22 The amount to be awarded for the pain and suffering requires an instinctive synthesis of the many matters set out above. Having performed that synthesis, I award the sum of $200,000, given the age at which the offending occurred, noting that she was a young, vulnerable child.
23 In addition it is clear she had a background which meant the offending cut deeper on an already damaged psyche. The fact that four years after the events, Dr Serry came to similar conclusions as Ms Karto as to the effects of the offending is a strong factor which supports the award. I note that she is also young in years and has to bear this burden for the rest of her life.
24 I am mindful that the impact of the offending of Mr Reeve must be separated and not included when it comes to assessing the effect of Mr Kimberley’s offending. I have had particular regard to the judgment of Neall v Watson in the High Court.[8]
[8]Neall v Watson (1960) 34 ALJR 364 at 367
25 I accept the applicant's submissions as to the amounts to be awarded as to medical and life expenses of $6,600. I have noted that there is a degree of conjecture about this, but what is undoubted is the evidence that she has a need for therapy and medication and it is likely to be long-standing.
26 I have used those principles as the foundation of my assessment. I have also taken into account the submission that the VOCAT award in totality should not be deducted from the award I make.

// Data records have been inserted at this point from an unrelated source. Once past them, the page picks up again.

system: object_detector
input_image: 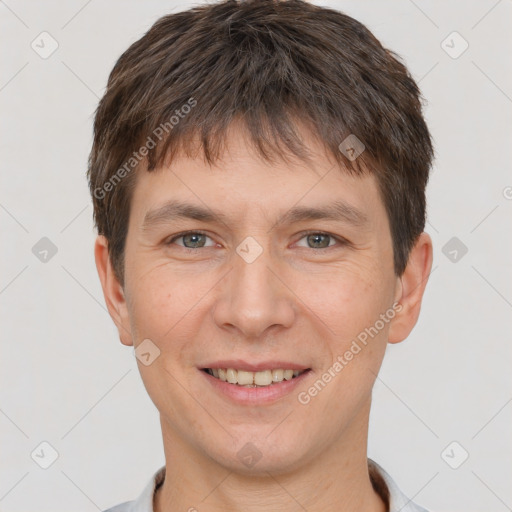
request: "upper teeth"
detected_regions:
[208,368,301,386]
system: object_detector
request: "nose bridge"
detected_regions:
[215,237,294,338]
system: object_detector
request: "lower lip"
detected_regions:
[199,370,311,405]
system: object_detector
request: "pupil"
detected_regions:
[183,233,204,247]
[309,233,329,248]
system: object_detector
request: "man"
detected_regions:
[88,0,433,512]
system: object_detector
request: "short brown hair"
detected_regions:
[87,0,434,286]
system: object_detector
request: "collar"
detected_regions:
[123,459,428,512]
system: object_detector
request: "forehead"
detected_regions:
[131,123,384,228]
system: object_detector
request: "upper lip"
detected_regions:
[201,359,309,372]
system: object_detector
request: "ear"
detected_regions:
[94,235,133,345]
[388,233,432,343]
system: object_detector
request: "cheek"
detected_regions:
[300,269,387,350]
[126,265,209,341]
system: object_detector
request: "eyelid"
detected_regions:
[164,229,213,246]
[295,229,350,252]
[165,229,350,252]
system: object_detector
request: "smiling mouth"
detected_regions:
[202,368,310,388]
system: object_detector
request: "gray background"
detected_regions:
[0,0,512,512]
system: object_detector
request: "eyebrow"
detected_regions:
[141,200,368,231]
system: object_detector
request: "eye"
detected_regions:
[166,231,215,249]
[300,231,343,249]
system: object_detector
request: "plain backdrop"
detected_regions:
[0,0,512,512]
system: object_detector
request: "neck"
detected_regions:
[154,404,387,512]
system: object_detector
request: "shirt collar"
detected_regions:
[127,459,428,512]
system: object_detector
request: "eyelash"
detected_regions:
[165,230,350,252]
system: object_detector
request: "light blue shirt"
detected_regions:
[103,459,428,512]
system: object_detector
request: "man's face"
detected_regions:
[115,126,400,471]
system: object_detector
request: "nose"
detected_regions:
[214,244,296,339]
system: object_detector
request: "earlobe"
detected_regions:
[94,235,133,346]
[388,233,432,343]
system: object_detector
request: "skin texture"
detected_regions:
[95,124,432,512]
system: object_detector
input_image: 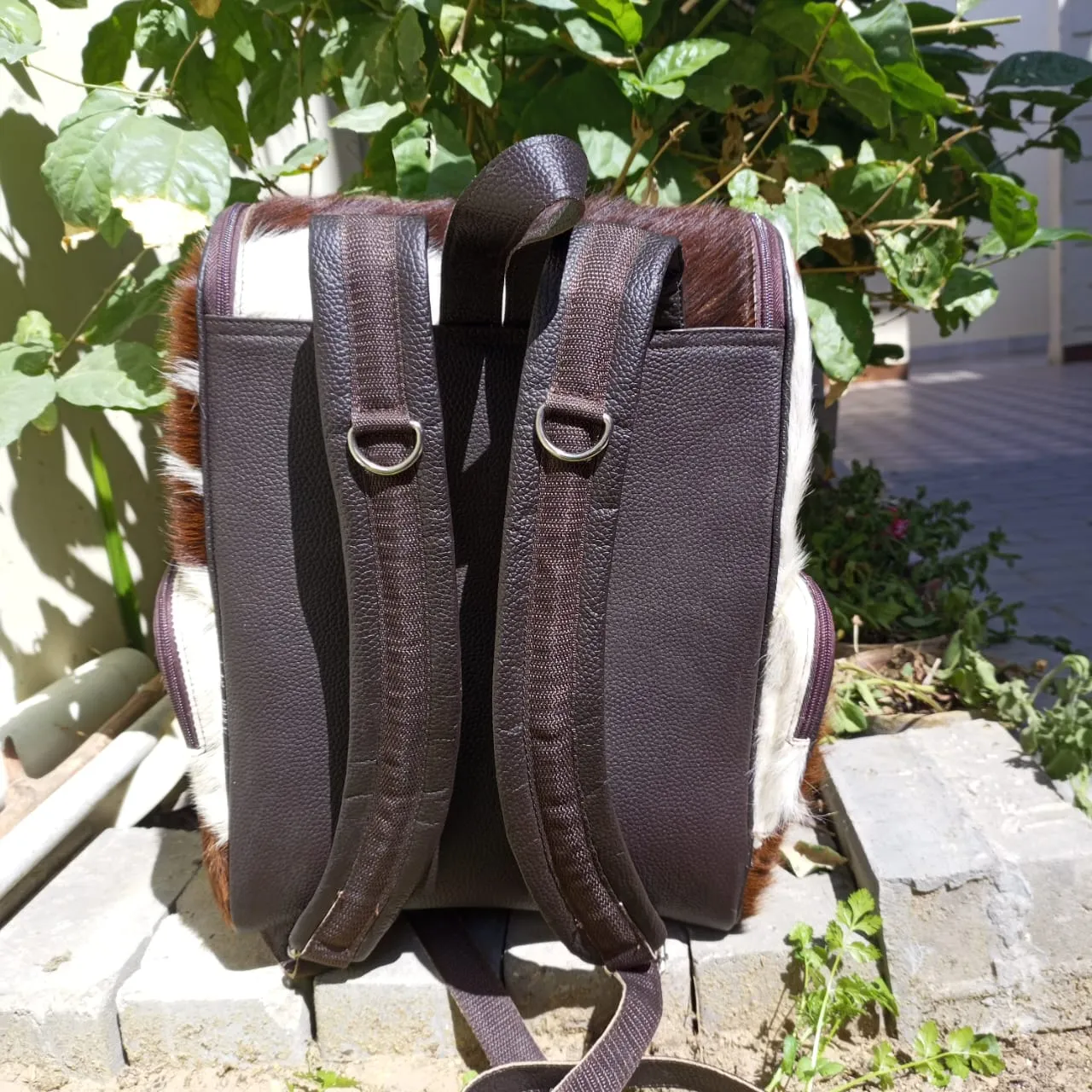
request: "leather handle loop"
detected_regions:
[440,136,588,325]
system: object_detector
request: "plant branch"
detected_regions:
[800,0,845,83]
[167,27,204,98]
[690,110,785,204]
[638,121,690,201]
[611,126,653,198]
[23,60,163,98]
[54,249,148,360]
[909,15,1023,34]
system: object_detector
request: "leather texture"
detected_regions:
[200,136,787,948]
[201,316,348,930]
[440,136,588,325]
[289,215,460,967]
[494,225,682,967]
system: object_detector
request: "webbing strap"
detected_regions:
[410,911,757,1092]
[494,224,682,973]
[407,909,543,1066]
[288,214,460,967]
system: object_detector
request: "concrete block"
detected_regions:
[118,870,311,1067]
[0,828,201,1077]
[315,911,508,1068]
[824,721,1092,1034]
[689,856,849,1049]
[504,913,694,1060]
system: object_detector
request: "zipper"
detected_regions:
[793,576,834,742]
[153,561,201,750]
[752,214,785,328]
[202,204,248,316]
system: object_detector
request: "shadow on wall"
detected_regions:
[0,110,165,705]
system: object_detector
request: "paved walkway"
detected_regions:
[838,358,1092,659]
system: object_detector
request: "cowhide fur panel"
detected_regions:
[161,196,822,916]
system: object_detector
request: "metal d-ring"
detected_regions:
[346,421,421,477]
[535,402,613,463]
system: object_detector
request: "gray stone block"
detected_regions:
[690,851,847,1052]
[826,721,1092,1034]
[118,871,311,1067]
[0,828,201,1077]
[504,913,694,1060]
[315,912,508,1066]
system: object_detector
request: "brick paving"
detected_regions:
[836,358,1092,659]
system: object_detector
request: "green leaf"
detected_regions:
[644,38,730,87]
[391,110,476,198]
[12,311,55,352]
[565,15,628,61]
[978,172,1038,250]
[0,0,42,65]
[770,178,850,258]
[577,0,644,46]
[933,265,997,333]
[804,276,874,383]
[247,55,299,144]
[827,159,925,219]
[330,102,406,133]
[42,90,137,242]
[876,229,963,311]
[57,342,171,410]
[515,65,648,179]
[83,0,141,83]
[781,140,845,179]
[440,49,502,106]
[90,429,144,651]
[986,50,1092,90]
[686,34,776,112]
[83,263,175,345]
[0,342,55,448]
[110,114,231,247]
[754,0,891,129]
[1026,227,1092,250]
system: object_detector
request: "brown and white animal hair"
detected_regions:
[160,198,822,916]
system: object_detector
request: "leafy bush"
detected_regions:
[800,462,1015,642]
[767,890,1005,1092]
[0,0,1092,444]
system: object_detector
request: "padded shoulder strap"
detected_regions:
[289,213,460,967]
[494,224,682,973]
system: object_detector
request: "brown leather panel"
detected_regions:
[605,330,784,928]
[201,316,348,931]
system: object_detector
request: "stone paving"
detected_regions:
[838,358,1092,655]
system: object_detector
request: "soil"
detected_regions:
[0,1029,1092,1092]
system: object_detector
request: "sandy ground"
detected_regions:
[0,1029,1092,1092]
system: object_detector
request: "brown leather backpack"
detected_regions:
[156,136,834,1092]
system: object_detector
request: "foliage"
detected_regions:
[800,462,1015,642]
[767,890,1005,1092]
[937,613,1092,815]
[0,0,1092,444]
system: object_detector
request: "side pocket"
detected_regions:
[794,576,834,742]
[155,561,227,844]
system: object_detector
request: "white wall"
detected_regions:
[909,0,1061,351]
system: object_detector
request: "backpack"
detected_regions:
[155,136,834,1092]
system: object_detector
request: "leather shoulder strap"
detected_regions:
[288,213,460,967]
[440,136,588,325]
[494,224,682,973]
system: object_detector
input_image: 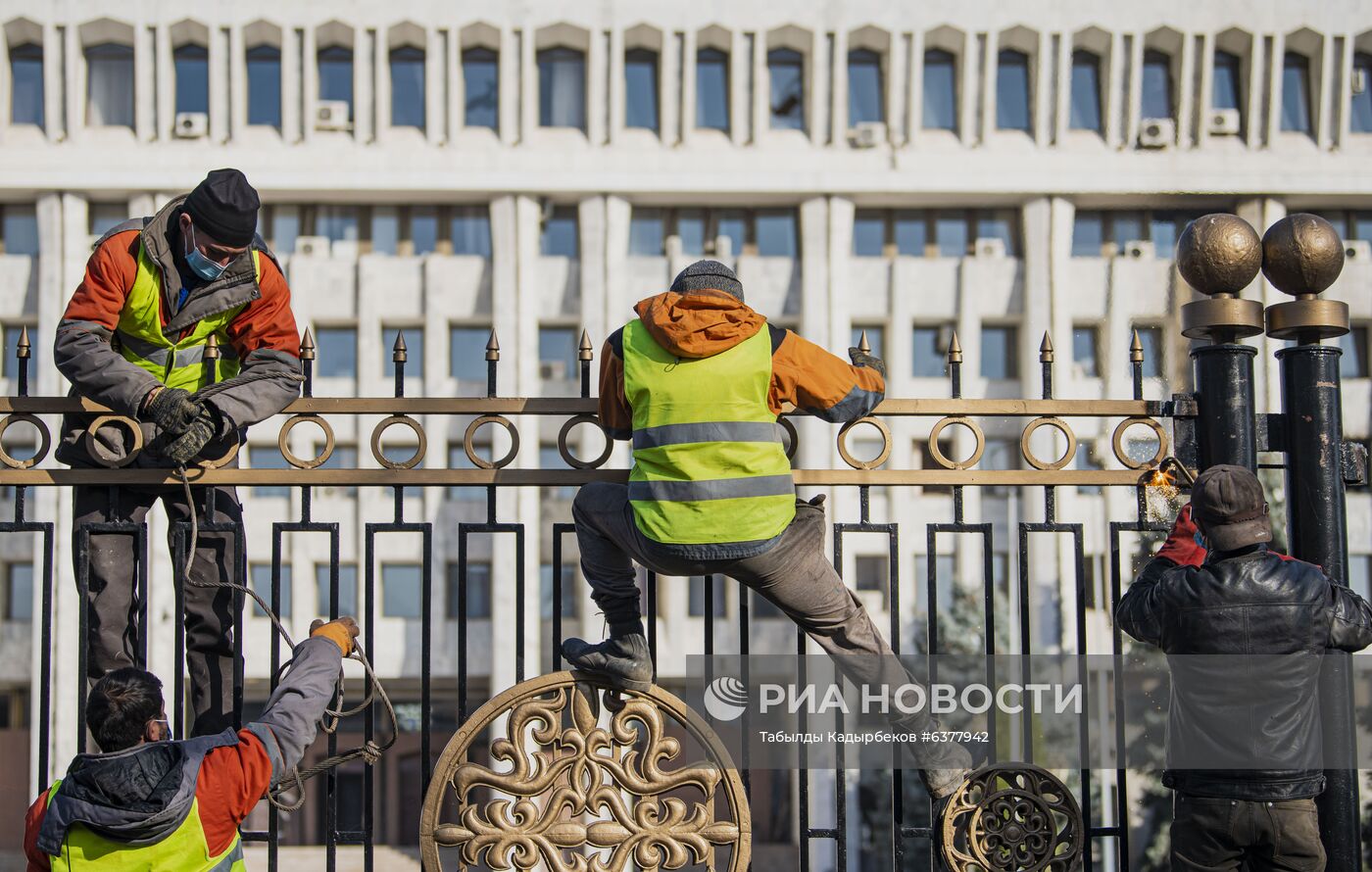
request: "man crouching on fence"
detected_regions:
[563,261,971,799]
[24,617,358,872]
[1115,464,1372,872]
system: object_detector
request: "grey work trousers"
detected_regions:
[572,481,933,729]
[72,485,243,736]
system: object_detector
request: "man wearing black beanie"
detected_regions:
[54,169,301,735]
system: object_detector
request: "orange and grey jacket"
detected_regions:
[600,291,886,439]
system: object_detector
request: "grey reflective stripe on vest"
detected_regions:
[114,330,172,366]
[628,476,796,504]
[634,421,786,451]
[206,838,243,872]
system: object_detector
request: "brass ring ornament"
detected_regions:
[275,415,334,469]
[1111,416,1167,469]
[929,415,987,469]
[1019,415,1077,470]
[557,415,614,469]
[940,763,1085,872]
[0,412,52,469]
[371,415,428,469]
[463,415,518,469]
[419,672,752,872]
[838,415,891,469]
[81,414,143,469]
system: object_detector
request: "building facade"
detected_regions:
[0,0,1372,868]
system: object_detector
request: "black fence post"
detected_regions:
[1262,214,1362,872]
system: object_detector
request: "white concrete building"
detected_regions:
[0,0,1372,868]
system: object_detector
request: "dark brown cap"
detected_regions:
[1191,463,1272,552]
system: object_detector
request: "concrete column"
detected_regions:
[424,27,450,145]
[1177,33,1197,148]
[133,24,161,143]
[816,27,845,145]
[209,27,233,143]
[586,28,609,145]
[601,27,619,143]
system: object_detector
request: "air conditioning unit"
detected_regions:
[315,100,353,130]
[1208,109,1239,136]
[1139,118,1177,148]
[848,121,886,148]
[295,236,330,258]
[172,113,210,140]
[1117,238,1156,261]
[971,236,1005,259]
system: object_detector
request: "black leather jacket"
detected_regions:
[1115,546,1372,800]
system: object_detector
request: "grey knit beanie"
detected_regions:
[671,261,744,303]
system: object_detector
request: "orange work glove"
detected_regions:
[310,615,360,656]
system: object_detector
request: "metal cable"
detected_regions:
[175,465,401,811]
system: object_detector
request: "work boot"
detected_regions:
[563,634,653,694]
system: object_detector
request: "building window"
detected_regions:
[1133,325,1162,378]
[447,560,491,621]
[923,48,957,131]
[315,326,357,378]
[624,48,658,131]
[248,446,291,498]
[628,209,662,258]
[754,209,800,258]
[538,326,582,381]
[1069,48,1101,133]
[1282,52,1310,133]
[4,563,33,622]
[538,45,586,130]
[1348,52,1372,133]
[854,210,886,258]
[10,42,42,127]
[317,45,353,121]
[538,563,576,621]
[247,45,281,130]
[850,323,886,358]
[391,45,424,127]
[981,325,1019,380]
[696,48,728,133]
[463,47,501,130]
[248,563,294,620]
[996,48,1033,133]
[0,205,38,258]
[1210,51,1242,110]
[85,42,134,127]
[1071,326,1101,378]
[686,574,728,617]
[1338,320,1372,378]
[447,326,491,385]
[449,206,491,258]
[315,563,357,617]
[539,206,580,259]
[911,323,953,378]
[767,48,806,130]
[381,563,424,618]
[848,48,886,126]
[381,323,424,378]
[172,44,210,113]
[1143,49,1172,118]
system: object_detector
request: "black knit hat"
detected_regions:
[184,170,262,248]
[669,261,744,303]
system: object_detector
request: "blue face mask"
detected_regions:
[185,224,227,281]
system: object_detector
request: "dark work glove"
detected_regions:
[162,405,220,466]
[138,388,205,437]
[848,346,886,378]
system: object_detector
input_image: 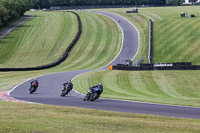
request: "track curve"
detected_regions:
[9,12,200,119]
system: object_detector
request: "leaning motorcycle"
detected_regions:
[83,88,101,101]
[60,85,71,97]
[29,83,37,94]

27 Rather and alternatively, it is submitted, only that special financial assistance award which totals the sum of $10,000 should be deducted. The remaining amount of $4,872 should not be. I accept that decision and rely in particular on the decision in Moresco v Budimir [2015] VSC 51 at paragraph 55, and also Athian ([2019] VCC 477) at paragraph 57.
28 MR BELMAR: Your Honour, I am loath to interrupt you. I just want it to be clear. The way the submission was put was that there should be no deduction of any amount. That was the primary position. The secondary position was if any amount was deducted it should be in the manner that Your Honour has just indicated.
29 HIS HONOUR: Yes, thank you. In this matter I will not order costs for the whole proceeding in the applicant's favour as sought by the applicant in the sum of $32,000. However, given the events of 24 October 2019 and the abandonment of the proceedings on that day through no fault of Ms Adkins, I do order the respondent pay her costs of that day, fixed in the sum of $1,950 for counsel, and instructor at $850. I otherwise have a discretion as to whether or not to award costs. I consider the following factors support the exercise of the discretion in the applicant's favour:
(a) the length of time since the original application, especially since the appeal was dismissed and in part occasioned by the respondent changing solicitors and then having no solicitor on record;
(b) the respondent's attitude in denying that he had been served with material or had knowledge of the application when quite clearly he had;
(c) the subject matter of the offending, such that it was difficult for the applicant to constantly have this matter delayed;
(d) the complexity of the causation issues which required expert evidence and the retention of solicitors with experience and expertise in the field;
(e) the retention of counsel which was necessary to deal with the causation issues; and
(f) the manner in which the respondent has dealt with the application which has been to continually deny that the offending has occurred.
30 For all these reasons I consider the award of costs appropriate as this was not the “quick and easy” application contemplated by the Act.[9] I award the sum of $20,000 for costs and disbursements as appropriate in all the circumstances.
[9]RK v Mirik and Mirik [2009] VSC 14 at paragraph [104] citing with approval from R v Oddy [1974] All ER 666
31 In summary then, I award the applicant the following amounts:
(1) $190,000 after deduction of the relevant VOCAT award;
(2) $6,600 for medical and like expenses;
(3) Costs in the sum of $2,800 for 24 October 2019,
(4) Costs of the proceeding otherwise fixed in the sum of $20,000.